– Où allons-nous ? demande le chauffeur de taxi.
Lentement, je repose sur mes genoux ce qui n’est plus qu’une peluche ordinaire. Le chauffeur demande à nouveau, avec une amabilité à pourboire, quelle est notre destination. Je réponds, la voix nouée :
– Place Léonard-Pictone.
La Tournesol 2-litres démarre dans un nuage de silence.
– Il avait déjà une place à son nom, avant d’être mort ? La classe, apprécie Brenda. Pourquoi tu m’emmènes là-bas ?
– C’est lui qui a dit…
– Ah bon ? J’ai pas vu. Il parle sans bouger les lèvres, maintenant ?
C’est fou comme les femmes s’habituent vite à une situation exceptionnelle. Ce qui étonne Brenda, à présent, c’est qu’une peluche puisse prononcer une phrase avec la bouche immobile. Cela dit, c’est sans doute moins une question de féminité que de whisky. Avec ménagement, je lui chuchote à l’oreille que Pictone ne répond plus.
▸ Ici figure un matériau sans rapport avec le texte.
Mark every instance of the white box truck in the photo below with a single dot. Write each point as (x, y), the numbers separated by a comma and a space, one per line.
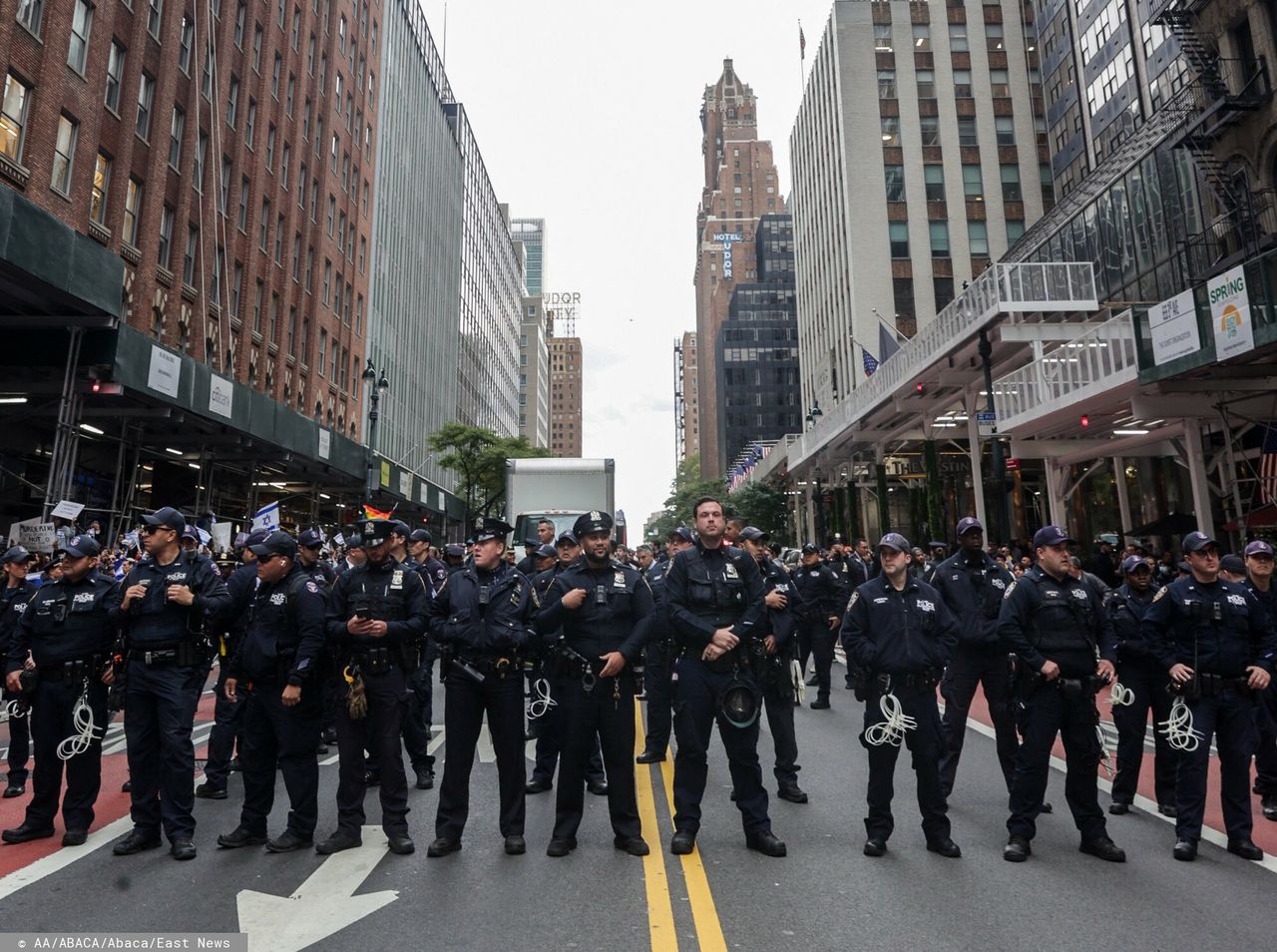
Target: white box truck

– C’est une bonne ou une mauvaise nouvelle ?
– Il voulait nous emmener à sa banque, pour nous ouvrir son coffre.
– Et merde, laisse-t-elle échapper. Donne.
Elle me prend l’ours des mains, et entreprend de lui faire la respiration artificielle.
– Allez… Bouge ! Reviens ! C’est pas sympa…
Dans son rétro, le chauffeur lui jette un regard solidaire.
– Ça tombe souvent en panne, les nounours, dit-il sur un ton concerné. Trop d’électronique, ça tue l’électronique. Enfin, c’est déjà une chance d’avoir un enfant. Ma femme et moi, on est restés seuls avec les jouets qu’on avait achetés d’avance.
Brenda ne fait pas de commentaires. Elle a l’air coincée qu’on me prenne pour son fils. Moi aussi, de mon côté, j’aimerais mieux passer pour son petit copain. Mais j’ai d’autres soucis en tête, là. Si les flics ont retrouvé le corps de Pictone, ils vont faire le lien avec ma mère qui travaille au casino d’à côté. Tout le mal que je me suis donné pour qu’on pense à un suicide, ça va se retourner contre moi. J’ai appelé le Service des personnes disparues au sujet du professeur, et ensuite j’ai dit à la police que je m’étais trompé en croyant l’avoir reconnu. On va découvrir qu’il a été tué par un cerf-volant, juste le jour où j’ai déclaré que j’avais perdu le mien : ça sent vraiment le roussi.
Je sursaute. L’ours vient de froncer la mousse de son front. Je croise le regard de Brenda. Elle a vu, elle aussi. Elle serre mes doigts avec force. Apparemment, elle est aussi rassurée que moi.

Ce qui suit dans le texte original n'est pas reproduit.